Quantitative easing has been the latest and most effective tool to bring rates down, therefore easing monetary conditions. This feeds through to the economy via lower mortgage rates allowing increased consumption and lower corporate lending rates, allowing companies to either refinance at lower rates or to borrow money cheaply. Both help the economy.
The banks have either borrowed funds from governments, such as TARP, or from capital markets. In either case they have recapitalised and we do not now expect any major failures. Profitability in 2009 looks assured for the stronger banks.
Economic data is still horrid, but markets believe it signals a trough in the US and that, as it is the largest economy in the world and went into recession first, it will lead us all out. This is a brave belief. Valuations look stretched across equity markets and suggest we are cautious, expecting some retracement from here and maybe a rally later in the year as data really does improve. I prefer emerging markets where there is real growth and I worry about Europe where the data is still likely to deteriorate.
How do you view regulatory developments so far and how would you like to see regulations change?
The banking and hedge fund industry has been made a scapegoat by governments and much of the media over the financial crisis and credit crunch, the root cause of which most commentators ascribe to Western governments' policies of providing excessive cheap credit over many years.

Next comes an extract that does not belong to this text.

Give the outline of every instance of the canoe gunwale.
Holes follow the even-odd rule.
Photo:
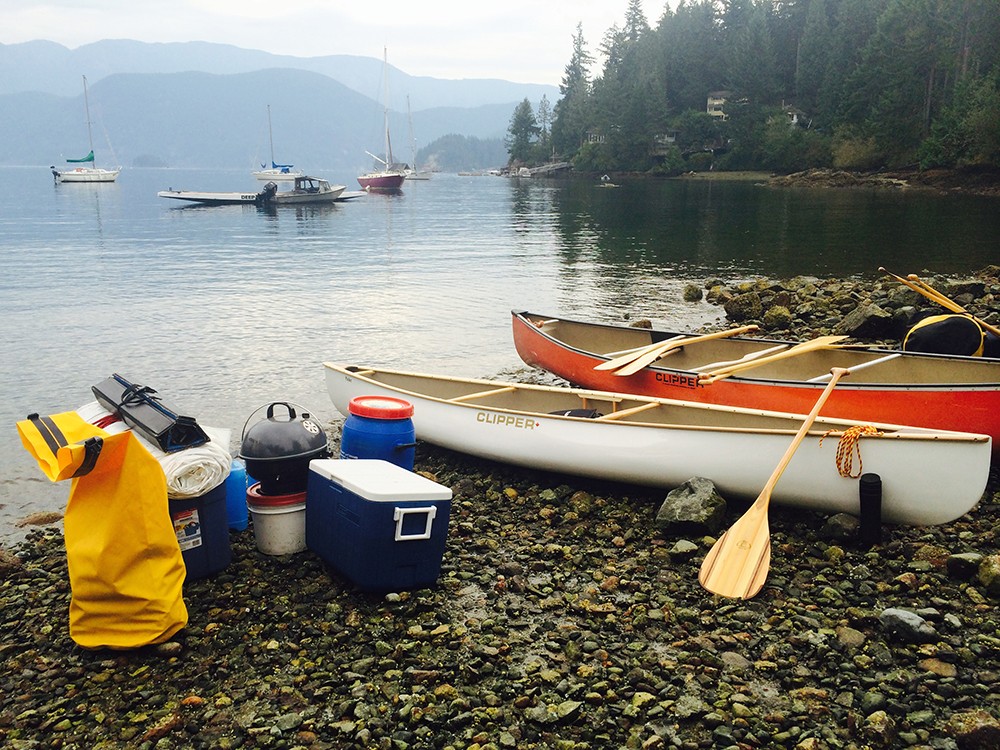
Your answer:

The aim is to deflect criticism of government, hence the regulatory initiatives are highly political and fiercely supported by the Socialists in Europe who have no significant alternative investment industry and who are highly protectionist by nature. As a result of these drivers, the initiatives are based largely on prejudice and perception and are not supported by empirical data.
Is there more scope for M&A?
Over the past 20 years, we have spoken of significant consolidation on three or four occasions but the market has generally saved many companies which might have been consolidated. I think that, at the bulge-bracket end of the industry, we might see some change as banks and insurers re-assess their appetite or commitment to asset management.
At the smaller end, it is undoubtedly far more difficult and costly to set up a boutique now and some of the smaller ones who lack brand, distribution and diversification may get swallowed up.
The middle ground and those suffering from an identify crisis is always where you would expect consolidation to occur and whilst some of those guys were approaching capitulation, the market rally since March may well help to change their minds.
The convergence play is for real with traditional firms establishing hedge funds on glider wheels though Ucits III and some hedge fund firms starting to look at the retail space, which was previously the preserve of traditional firms.